The Emergence of the Northern California Megaregion

The powerful northern California "megaregion" was revealed when it was awarded $840 million by the state Transportation Commission to the amazement and chagrin of southern California, which had been expecting to receive the majority of state funds.

2 minute read

January 16, 2008, 7:00 AM PST

By Irvin Dawid


"That the bureaucrats from the Oakland-based Metropolitan Transportation Commission could win such riches..from a state seemingly dominated by the Southern California megalopolis of 14 million" showed just how connected - economically and politically, the Bay Area and its hinterlands in the Central Valley have become.

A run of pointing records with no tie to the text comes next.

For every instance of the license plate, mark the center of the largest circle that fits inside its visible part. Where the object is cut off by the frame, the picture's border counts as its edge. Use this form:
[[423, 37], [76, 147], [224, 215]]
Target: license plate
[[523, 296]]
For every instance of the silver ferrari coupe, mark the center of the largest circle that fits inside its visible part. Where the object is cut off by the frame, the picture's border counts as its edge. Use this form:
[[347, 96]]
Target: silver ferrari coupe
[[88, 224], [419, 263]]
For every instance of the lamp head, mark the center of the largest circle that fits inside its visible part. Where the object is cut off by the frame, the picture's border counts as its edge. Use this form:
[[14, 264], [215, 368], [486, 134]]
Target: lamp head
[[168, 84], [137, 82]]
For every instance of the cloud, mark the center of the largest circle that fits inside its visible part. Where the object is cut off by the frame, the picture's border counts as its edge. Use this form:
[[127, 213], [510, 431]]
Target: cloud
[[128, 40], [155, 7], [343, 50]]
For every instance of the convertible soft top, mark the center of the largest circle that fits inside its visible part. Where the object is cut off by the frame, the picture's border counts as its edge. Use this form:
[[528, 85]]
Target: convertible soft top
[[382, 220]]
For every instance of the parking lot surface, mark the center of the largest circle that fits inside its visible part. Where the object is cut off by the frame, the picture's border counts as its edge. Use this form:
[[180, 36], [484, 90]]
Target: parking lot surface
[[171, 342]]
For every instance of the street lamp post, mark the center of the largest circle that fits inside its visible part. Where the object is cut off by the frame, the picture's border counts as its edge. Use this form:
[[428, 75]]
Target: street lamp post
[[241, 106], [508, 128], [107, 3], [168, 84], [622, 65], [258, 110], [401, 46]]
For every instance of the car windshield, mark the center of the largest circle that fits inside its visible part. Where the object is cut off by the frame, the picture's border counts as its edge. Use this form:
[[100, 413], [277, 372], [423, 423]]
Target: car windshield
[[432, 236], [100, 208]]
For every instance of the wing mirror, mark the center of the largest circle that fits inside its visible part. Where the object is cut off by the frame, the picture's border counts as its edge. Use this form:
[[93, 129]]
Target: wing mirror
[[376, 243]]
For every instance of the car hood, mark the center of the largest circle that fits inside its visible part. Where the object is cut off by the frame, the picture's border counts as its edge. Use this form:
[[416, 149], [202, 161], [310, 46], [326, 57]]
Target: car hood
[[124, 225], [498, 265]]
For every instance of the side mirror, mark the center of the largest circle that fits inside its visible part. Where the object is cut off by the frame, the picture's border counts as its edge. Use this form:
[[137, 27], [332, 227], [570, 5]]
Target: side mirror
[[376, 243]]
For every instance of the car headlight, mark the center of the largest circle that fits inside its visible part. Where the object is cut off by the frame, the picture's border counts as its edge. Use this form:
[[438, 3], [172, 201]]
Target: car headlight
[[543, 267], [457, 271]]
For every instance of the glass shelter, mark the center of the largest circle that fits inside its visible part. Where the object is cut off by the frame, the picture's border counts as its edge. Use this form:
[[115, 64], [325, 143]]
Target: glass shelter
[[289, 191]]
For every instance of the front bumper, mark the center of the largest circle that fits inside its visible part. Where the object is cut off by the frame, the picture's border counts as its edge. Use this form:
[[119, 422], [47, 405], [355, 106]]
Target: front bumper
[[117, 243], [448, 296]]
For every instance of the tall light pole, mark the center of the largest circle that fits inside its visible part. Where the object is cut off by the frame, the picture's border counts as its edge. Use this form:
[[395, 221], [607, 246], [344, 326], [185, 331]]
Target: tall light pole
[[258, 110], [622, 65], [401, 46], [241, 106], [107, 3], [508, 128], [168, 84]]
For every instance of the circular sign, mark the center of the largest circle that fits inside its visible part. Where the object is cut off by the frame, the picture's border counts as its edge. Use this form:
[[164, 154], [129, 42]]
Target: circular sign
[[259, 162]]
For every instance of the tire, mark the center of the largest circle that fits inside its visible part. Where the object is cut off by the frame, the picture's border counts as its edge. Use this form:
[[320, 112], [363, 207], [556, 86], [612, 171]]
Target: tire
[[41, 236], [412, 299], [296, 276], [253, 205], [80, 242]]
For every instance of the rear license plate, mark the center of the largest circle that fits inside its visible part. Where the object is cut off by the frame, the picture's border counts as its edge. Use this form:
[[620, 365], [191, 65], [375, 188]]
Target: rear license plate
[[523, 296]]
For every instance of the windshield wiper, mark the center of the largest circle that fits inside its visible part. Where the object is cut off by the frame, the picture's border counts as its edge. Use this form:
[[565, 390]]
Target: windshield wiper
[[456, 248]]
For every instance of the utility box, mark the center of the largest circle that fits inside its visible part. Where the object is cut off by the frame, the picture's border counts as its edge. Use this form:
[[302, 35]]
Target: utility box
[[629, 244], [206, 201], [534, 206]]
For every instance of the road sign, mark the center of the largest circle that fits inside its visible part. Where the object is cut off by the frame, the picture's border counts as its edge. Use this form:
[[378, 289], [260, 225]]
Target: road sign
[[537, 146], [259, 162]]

"The railways, the freeway overpasses and the dockside facilities at the Port of Oakland may not handle nearly the volume of shipping as the ports of Long Beach and Los Angeles, MTC acknowledged. But unlike Southern California, they send out about as much in exports as they receive in imports."

"In "The Northern California Megaregion," a study written by Gabriel Metcalf, San Francisco Planning and Urban Research's executive director, and Egon Terplan, SPUR's director of economic development and governance policy, area residents and officials are urged to come to terms with this new reality.

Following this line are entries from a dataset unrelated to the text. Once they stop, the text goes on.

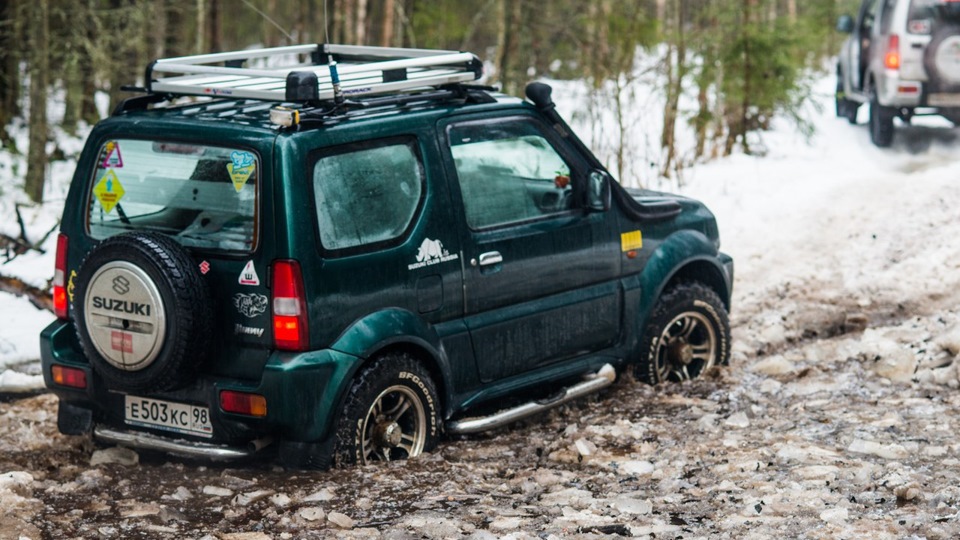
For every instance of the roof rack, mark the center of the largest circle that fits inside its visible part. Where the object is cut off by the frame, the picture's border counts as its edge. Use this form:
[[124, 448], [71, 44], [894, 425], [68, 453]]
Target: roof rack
[[311, 73]]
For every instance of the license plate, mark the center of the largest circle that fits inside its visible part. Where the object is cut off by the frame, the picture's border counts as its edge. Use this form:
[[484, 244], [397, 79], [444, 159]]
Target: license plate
[[169, 416]]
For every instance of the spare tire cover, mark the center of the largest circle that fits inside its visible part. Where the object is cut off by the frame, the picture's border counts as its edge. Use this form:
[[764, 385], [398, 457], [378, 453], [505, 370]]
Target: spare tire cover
[[142, 312], [942, 60]]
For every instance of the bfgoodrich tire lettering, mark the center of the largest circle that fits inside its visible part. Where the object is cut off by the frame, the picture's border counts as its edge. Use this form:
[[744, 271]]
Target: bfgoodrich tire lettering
[[390, 413], [174, 311], [688, 332]]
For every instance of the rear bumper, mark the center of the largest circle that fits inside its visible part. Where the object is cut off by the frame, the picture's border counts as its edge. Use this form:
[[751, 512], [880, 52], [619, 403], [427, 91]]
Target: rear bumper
[[302, 391], [194, 449]]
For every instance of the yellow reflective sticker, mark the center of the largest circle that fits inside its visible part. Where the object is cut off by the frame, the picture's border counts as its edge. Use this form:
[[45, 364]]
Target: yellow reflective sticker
[[109, 191], [241, 169], [631, 241], [71, 286]]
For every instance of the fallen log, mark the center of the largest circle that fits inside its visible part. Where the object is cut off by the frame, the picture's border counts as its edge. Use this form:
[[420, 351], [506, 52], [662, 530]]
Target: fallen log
[[41, 298]]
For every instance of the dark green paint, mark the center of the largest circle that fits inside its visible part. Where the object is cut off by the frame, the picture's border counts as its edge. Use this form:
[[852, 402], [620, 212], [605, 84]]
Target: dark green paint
[[566, 299]]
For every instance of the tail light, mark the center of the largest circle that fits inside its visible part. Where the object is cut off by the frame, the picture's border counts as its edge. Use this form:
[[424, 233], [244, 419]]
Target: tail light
[[289, 307], [892, 59], [243, 403], [60, 303], [72, 377]]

"We've outgrown the original boundaries of the Bay Area," begins the study's subtitle. "It's time to face this fact and start solving problems at the scale of the megaregion."

That designation puts the area anchored by Oakland, Sacramento, San Francisco and San Jose into a category shared by 10 other megaregions in the United States."

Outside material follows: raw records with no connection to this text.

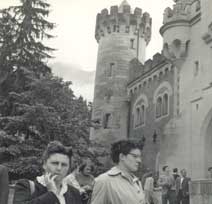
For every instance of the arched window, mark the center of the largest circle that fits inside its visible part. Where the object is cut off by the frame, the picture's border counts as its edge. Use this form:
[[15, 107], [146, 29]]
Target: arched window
[[107, 121], [142, 114], [158, 107], [138, 116], [165, 103], [139, 111]]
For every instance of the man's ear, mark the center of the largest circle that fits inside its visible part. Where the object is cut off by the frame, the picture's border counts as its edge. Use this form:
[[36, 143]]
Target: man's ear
[[121, 156], [44, 166]]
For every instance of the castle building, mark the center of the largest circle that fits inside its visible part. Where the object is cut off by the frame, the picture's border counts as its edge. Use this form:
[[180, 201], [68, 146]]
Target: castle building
[[166, 101]]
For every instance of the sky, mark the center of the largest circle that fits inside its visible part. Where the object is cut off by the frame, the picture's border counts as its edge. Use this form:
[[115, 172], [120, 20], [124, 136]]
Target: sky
[[75, 58]]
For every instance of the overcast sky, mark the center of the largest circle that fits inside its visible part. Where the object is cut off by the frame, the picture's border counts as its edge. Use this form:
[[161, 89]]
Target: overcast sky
[[75, 59]]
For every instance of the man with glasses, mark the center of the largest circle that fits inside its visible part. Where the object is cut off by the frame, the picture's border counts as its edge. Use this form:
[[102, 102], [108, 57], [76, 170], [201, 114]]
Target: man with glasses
[[119, 185]]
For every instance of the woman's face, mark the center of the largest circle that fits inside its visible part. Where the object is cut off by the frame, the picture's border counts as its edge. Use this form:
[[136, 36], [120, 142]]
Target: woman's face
[[87, 170], [57, 164]]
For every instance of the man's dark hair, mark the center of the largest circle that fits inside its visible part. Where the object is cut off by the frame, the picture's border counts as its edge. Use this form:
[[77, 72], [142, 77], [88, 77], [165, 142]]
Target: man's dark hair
[[124, 147], [164, 168], [175, 170], [56, 147]]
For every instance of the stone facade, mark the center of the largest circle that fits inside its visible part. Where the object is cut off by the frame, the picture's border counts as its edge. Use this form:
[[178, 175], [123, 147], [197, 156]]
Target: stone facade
[[166, 101], [122, 36]]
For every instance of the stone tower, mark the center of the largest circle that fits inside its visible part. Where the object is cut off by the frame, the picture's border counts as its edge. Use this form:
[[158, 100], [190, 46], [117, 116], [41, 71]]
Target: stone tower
[[122, 36]]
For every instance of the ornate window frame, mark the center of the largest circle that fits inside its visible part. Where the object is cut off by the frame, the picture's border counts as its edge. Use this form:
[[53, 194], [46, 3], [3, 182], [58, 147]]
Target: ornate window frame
[[139, 111], [165, 102]]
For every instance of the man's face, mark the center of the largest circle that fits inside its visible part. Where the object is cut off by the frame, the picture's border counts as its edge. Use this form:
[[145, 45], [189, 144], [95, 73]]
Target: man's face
[[167, 170], [87, 170], [57, 164], [132, 160]]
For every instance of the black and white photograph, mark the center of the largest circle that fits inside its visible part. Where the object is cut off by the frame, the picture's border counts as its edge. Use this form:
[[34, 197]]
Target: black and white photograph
[[106, 102]]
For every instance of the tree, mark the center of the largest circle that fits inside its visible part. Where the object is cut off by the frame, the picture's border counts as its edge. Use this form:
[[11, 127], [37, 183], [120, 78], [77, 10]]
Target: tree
[[35, 106]]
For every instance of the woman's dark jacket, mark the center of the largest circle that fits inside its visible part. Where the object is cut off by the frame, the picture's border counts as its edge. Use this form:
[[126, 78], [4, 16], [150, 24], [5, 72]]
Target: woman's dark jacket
[[41, 195]]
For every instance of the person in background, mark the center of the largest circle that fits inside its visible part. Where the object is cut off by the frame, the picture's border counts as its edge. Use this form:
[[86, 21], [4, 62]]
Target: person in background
[[49, 188], [175, 173], [167, 182], [182, 188], [150, 197], [83, 180], [210, 172], [4, 185], [119, 185]]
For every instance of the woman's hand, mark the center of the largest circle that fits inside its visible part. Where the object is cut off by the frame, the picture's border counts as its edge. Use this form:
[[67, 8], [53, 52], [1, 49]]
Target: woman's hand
[[50, 182]]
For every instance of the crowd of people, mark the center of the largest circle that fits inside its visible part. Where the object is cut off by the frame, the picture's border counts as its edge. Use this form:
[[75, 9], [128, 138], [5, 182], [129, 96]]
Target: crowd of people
[[119, 185]]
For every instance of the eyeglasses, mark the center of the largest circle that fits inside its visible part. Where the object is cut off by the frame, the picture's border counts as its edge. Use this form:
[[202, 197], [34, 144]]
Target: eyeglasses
[[136, 156]]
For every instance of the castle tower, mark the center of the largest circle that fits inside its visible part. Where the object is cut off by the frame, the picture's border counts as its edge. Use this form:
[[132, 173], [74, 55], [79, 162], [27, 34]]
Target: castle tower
[[122, 36]]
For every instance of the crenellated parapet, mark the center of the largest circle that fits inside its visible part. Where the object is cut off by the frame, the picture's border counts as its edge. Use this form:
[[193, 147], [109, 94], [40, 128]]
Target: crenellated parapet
[[122, 20], [176, 28], [182, 10]]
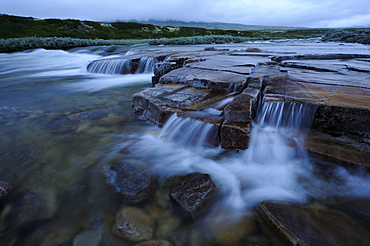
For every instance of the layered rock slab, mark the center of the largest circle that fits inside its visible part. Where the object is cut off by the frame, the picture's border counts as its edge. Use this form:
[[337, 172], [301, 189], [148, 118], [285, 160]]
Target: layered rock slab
[[216, 80], [299, 225]]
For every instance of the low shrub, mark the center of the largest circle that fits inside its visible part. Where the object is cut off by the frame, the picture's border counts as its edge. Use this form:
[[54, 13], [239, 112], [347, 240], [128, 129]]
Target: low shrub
[[20, 44]]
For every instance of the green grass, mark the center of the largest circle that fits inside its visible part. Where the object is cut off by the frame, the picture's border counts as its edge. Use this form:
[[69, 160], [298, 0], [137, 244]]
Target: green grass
[[361, 36], [22, 33], [20, 44]]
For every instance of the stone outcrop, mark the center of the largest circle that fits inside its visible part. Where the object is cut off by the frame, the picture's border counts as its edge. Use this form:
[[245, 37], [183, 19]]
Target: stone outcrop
[[132, 179], [5, 188], [337, 83], [194, 194], [298, 225], [133, 224]]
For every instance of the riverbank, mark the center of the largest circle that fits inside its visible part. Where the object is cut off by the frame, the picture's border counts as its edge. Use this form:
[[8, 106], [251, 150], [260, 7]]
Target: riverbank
[[261, 143]]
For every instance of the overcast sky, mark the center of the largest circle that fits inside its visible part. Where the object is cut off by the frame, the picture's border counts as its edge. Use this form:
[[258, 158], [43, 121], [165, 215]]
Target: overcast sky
[[299, 13]]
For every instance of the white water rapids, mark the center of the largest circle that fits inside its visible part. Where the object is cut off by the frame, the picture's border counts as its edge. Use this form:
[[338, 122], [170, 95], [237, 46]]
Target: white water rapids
[[274, 167], [61, 125]]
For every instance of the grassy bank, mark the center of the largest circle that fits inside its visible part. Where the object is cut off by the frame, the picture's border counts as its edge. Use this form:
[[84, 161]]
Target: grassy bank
[[22, 33], [20, 44], [361, 36]]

"This giant entity, as populous as Southern California, is knit together with interests shared by its residents and businesses, superior economic prowess and political muscle that hearkens back to an earlier century, when San Francisco was California's only metropolis.

And whatever it may yield politically, Metcalf is also hesitant to celebrate the emergence of the megaregion.

All those long commutes make it much harder to curb the region's greenhouse gas emissions, and a continued lack of affordable housing in the Bay Area's urban core will only exacerbate the commuting problem, he said."